Nper is the number of coupon payment periods = 50

Pmt is the amount of coupon paid = 1000 * 7% * 1/2 = 35

Type = 0 means that the coupons are paid at the end of the 6 months.

We have used the minus sign in the original formula because the PV formula calculates Present value of investment to be made by us at the end of every 6 months. Bond value is thus exactly opposite of thay.

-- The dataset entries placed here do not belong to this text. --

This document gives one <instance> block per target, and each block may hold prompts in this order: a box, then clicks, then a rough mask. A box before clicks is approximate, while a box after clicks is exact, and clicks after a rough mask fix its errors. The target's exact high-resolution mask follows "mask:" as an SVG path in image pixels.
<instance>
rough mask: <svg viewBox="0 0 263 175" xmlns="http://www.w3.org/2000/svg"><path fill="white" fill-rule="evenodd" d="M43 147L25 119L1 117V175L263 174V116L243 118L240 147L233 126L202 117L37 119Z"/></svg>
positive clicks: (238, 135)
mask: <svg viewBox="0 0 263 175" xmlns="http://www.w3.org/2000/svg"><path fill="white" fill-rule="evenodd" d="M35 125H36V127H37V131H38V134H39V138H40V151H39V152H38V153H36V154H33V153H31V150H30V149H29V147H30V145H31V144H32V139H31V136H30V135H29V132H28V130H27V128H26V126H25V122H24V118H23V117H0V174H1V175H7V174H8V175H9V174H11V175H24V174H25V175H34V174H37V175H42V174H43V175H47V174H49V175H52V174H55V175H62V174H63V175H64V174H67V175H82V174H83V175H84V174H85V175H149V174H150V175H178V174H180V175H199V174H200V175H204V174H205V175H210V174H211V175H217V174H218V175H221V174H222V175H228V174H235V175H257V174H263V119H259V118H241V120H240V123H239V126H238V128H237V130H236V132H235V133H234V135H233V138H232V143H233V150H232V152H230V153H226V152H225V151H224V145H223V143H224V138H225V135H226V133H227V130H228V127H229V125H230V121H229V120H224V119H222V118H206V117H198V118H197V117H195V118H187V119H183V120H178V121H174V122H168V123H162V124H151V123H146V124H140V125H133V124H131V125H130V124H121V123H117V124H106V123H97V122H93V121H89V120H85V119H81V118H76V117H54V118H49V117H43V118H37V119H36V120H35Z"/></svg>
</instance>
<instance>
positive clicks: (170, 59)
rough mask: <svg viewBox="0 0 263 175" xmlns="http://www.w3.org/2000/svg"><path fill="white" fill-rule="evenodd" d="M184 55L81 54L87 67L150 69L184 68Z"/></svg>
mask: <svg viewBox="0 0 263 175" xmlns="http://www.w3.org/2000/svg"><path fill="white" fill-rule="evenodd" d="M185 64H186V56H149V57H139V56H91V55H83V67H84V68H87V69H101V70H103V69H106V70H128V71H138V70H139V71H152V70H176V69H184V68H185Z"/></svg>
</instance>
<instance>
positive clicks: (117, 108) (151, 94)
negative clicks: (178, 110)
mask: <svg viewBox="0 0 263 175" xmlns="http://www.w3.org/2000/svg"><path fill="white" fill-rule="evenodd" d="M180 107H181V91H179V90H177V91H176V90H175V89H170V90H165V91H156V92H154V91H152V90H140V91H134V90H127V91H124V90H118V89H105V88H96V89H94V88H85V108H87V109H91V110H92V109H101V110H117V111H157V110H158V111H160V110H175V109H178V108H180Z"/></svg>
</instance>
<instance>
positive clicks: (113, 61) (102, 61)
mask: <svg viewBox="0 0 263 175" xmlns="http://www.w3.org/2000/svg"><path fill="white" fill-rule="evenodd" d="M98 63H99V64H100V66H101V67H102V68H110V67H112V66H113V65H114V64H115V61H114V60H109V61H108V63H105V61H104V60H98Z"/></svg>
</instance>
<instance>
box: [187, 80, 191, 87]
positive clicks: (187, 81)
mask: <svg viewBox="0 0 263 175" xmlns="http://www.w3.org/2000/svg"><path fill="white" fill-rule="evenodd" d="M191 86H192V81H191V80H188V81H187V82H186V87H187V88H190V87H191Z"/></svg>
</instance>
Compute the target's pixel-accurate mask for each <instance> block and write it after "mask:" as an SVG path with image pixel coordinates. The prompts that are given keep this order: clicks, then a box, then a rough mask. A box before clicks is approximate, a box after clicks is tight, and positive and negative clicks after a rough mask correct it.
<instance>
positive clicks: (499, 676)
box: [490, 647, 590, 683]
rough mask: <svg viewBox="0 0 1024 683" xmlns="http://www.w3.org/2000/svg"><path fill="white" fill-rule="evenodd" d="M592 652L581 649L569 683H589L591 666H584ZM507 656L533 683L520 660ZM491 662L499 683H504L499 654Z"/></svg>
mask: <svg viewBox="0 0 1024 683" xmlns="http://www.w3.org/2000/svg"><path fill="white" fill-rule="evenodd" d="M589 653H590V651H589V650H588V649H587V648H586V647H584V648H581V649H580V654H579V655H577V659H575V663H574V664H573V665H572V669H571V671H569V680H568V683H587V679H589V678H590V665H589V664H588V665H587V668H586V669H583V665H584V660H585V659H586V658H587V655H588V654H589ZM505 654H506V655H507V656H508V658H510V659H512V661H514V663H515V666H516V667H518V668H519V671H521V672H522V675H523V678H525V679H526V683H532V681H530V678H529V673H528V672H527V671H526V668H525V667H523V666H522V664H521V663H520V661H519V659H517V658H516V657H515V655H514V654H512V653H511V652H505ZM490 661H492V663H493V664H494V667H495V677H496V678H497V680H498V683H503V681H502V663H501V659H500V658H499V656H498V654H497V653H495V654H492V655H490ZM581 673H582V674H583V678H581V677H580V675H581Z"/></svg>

So, we use the opposite sign, that is minus sign.

So, The company can sell an OID bond at $726.16.

It needs to raise $3,000,000 using OID Bonds.

So, No. of bonds to be issued = Amount to be raised / Price of 1 OID Bond = 3,000,000 / 726.16 = 4131.31 = 4132 (rounding off to next number)

Therefore, the company has to issue 4132 OID bond to investors to raise $3,000,000

Note: You may also use the YTM formula to calculate Bond Price. It is explained as below

Bond Price, P = [C x (1 - ((1+(i/2))^-n)) / i/2] + [ FV x (1+(i/2))^-n]

where, C = Coupon amount = 35

i = YTM = 10% = 0.10

n = no. of coupons to be paid = 25 years x 2 times a year = 50

FV = Redemption value of bond = 1000

We will get the same answer using this formula too.